It is mid-afternoon when we cross into Kittery, Maine. We drive through Kennebunkport and hug the coastline. I am surprised to notice the land gradually melting into the Atlantic Ocean, always assuming that the entire Maine coast was made up of rocky cliffs. The sun begins to set over glassy pools of water, divided by tall grass, and I reminisce back to the Florida Everglades. Ducks sit in place of alligator snouts, and while I find relief in the cool air and lack of mosquitoes, the swamp-like patches of land feel familiar.
Continuing on, we finally find the Maine coast in which I’d imagined. White water thunders over and around black rock and seagulls caw a chorus in and around houses, which are melded into the cliffs. However, it is too late for me. I have already experienced Maine’s softer side and it has left a grand impression in my mind. It is a Maine where gentle marshland cradles little wooden boats, and shaggy sheep graze in golden fields. It is a Maine that is silent and still.
We continue on Highway One and rest at Rockland Café. Sitting next to the window, I read the specials in reverse. Ladies wearing stained aprons chat at the back table, laughing about their grandchildren and this season’s catch. Alfonso is desperate for some New England flavor, and orders clam chowder off the paper placemat riddled with local advertisements. I look to a wall scattered with cheaply framed drawings and notice a giant lobster wrestling a fishing boat. In that painting, the watercolor sky is an exact replica of the one outside, the only difference being that the restaurant window frames my view. I absorb the simplicity of this moment and resent my tongue for not having a taste for lobster. I bet it’s excellent here.

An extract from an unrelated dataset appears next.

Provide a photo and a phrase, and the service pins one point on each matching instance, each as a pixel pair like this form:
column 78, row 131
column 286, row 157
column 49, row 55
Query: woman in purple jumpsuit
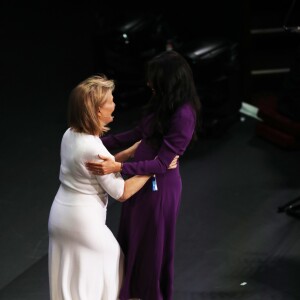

As our journey continues into Acadia National Park, my impression of this state develops into wild sunsets that bring excitement to every five o’clock hour. A voyage to the top of Cadillac Mountain brings us level with clouds, and despite high winds, they remain full-bodied and opaque.
In Portland, we meet an amazing artist and gallery owner. Her name is Lisa Ferreira, and she owns Ember Grove Gallery. Her art hangs from the ceiling in the form of handmade globes, and the technique has attracted the attention of many, including HGTV. She agrees to display the New Hampshire piece, making Portland the representative for Maine. After leaving the gallery, we walk down to the docks to watch dusk turn to night.
A plethora of restaurants, promising fresh seafood, overwhelm the pier. We wander over to a fleet of parked fishing boats and the poignant smell of the sea overwhelms my senses. Huge trawl nets are wound tightly around spools at the back of each boat and every bow bears the name of a lady. The sun hovers just above the liquid horizon, turning clouds warm with a shade of gold. I watch the sky grow dark and imagine giant nets trawling for clouds.